Let's assume there's only C99 Standard paper and printf
library function needs to be implemented according to this standard to work with UTF-16 encoding, could you please clarify the expected behavior for s
conversion with precision specified?
C99 Standard (7.19.6.1) for s
conversion says:
If no l length modifier is present, the argument shall be a pointer to the initial element of an array of character type. Characters from the array are written up to (but not including) the terminating null character. If the precision is specified, no more than that many bytes are written. If the precision is not specified or is greater than the size of the array, the array shall contain a null character.
If an l length modifier is present, the argument shall be a pointer to the initial element of an array of wchar_t type. Wide characters from the array are converted to multibyte characters (each as if by a call to the wcrtomb function, with the conversion state described by an mbstate_t object initialized to zero before the first wide character is converted) up to and including a terminating null wide character. The resulting multibyte characters are written up to (but not including) the terminating null character (byte). If no precision is specified, the array shall contain a null wide character. If a precision is specified, no more than that many bytes are written (including shift sequences, if any), and the array shall contain a null wide character if, to equal the multibyte character sequence length given by the precision, the function would need to access a wide character one past the end of the array. In no case is a partial multibyte character written.

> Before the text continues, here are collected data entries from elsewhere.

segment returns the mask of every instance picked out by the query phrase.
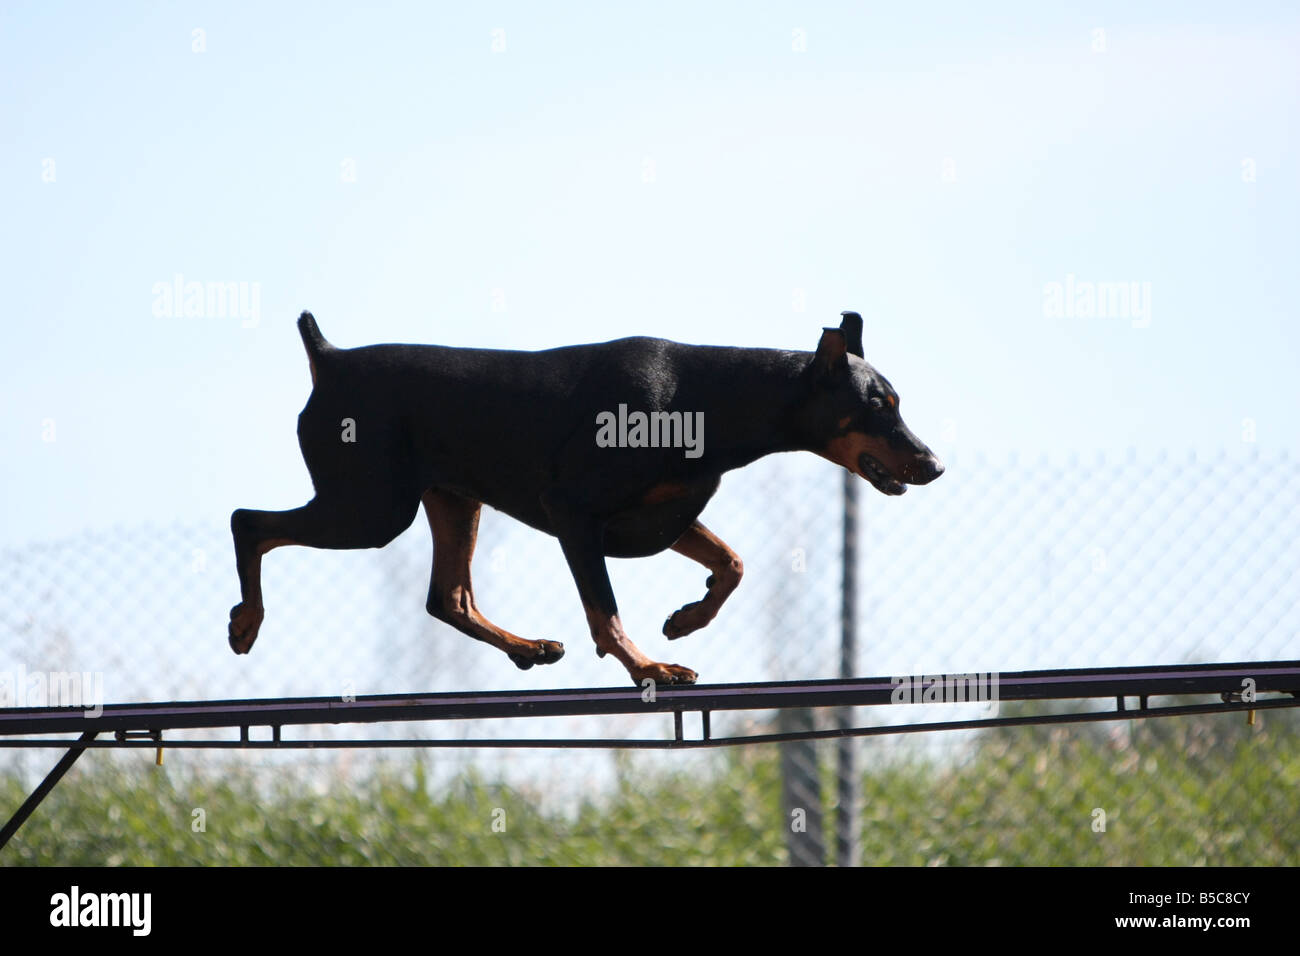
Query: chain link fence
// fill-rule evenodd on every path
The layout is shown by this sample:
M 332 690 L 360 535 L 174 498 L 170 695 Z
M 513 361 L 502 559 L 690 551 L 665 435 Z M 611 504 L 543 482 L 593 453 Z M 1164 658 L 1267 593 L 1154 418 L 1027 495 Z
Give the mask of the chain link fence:
M 901 499 L 859 489 L 858 674 L 1300 656 L 1300 479 L 1285 453 L 950 454 L 946 464 L 943 478 Z M 842 472 L 811 456 L 772 456 L 726 476 L 702 520 L 744 559 L 744 582 L 708 628 L 669 642 L 664 619 L 704 593 L 707 571 L 673 553 L 611 560 L 628 633 L 703 682 L 837 676 L 842 511 Z M 51 672 L 94 675 L 102 700 L 114 703 L 627 682 L 617 663 L 597 659 L 553 538 L 485 509 L 473 567 L 480 609 L 522 636 L 566 645 L 562 661 L 526 672 L 425 613 L 431 555 L 420 519 L 381 551 L 273 552 L 263 569 L 266 621 L 252 653 L 236 657 L 225 637 L 238 585 L 224 520 L 9 549 L 0 554 L 0 674 L 13 702 L 26 704 L 45 702 L 34 699 L 32 675 Z M 959 719 L 962 706 L 853 716 Z M 1294 716 L 1263 714 L 1254 728 L 1189 718 L 855 744 L 862 858 L 1295 864 Z M 714 715 L 715 733 L 774 729 L 774 719 Z M 665 736 L 671 718 L 308 733 Z M 0 761 L 7 808 L 52 752 L 4 752 Z M 92 752 L 15 840 L 20 859 L 816 864 L 833 846 L 825 830 L 840 792 L 834 745 L 721 754 L 172 751 L 167 761 L 155 772 L 139 752 Z M 154 773 L 166 784 L 141 782 Z M 109 809 L 77 804 L 78 791 Z M 200 801 L 224 823 L 195 830 Z M 278 809 L 257 812 L 258 804 Z M 122 822 L 137 813 L 153 820 L 138 834 Z M 277 813 L 278 823 L 268 819 Z M 96 836 L 70 843 L 78 829 Z M 244 843 L 241 856 L 234 848 Z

I don't quite understand this paragraph in general and the statement "If a precision is specified, no more than that many bytes are written" in particular.
For example, let's take UTF-16 string "TEST" (byte sequence: 0x54, 0x00, 0x45, 0x00, 0x53, 0x00, 0x54, 0x00).
What is expected to be written to the output buffer in the following cases:
- If precision is 3
- If precision is 9 (one byte more than string length)
- If precision is 12 (several bytes more than string length)
Then there's also "Wide characters from the array are converted to multibyte characters". Does it mean UTF-16 should be converted to UTF-8 first? This is pretty strange in case I expect to work with UTF-16 only.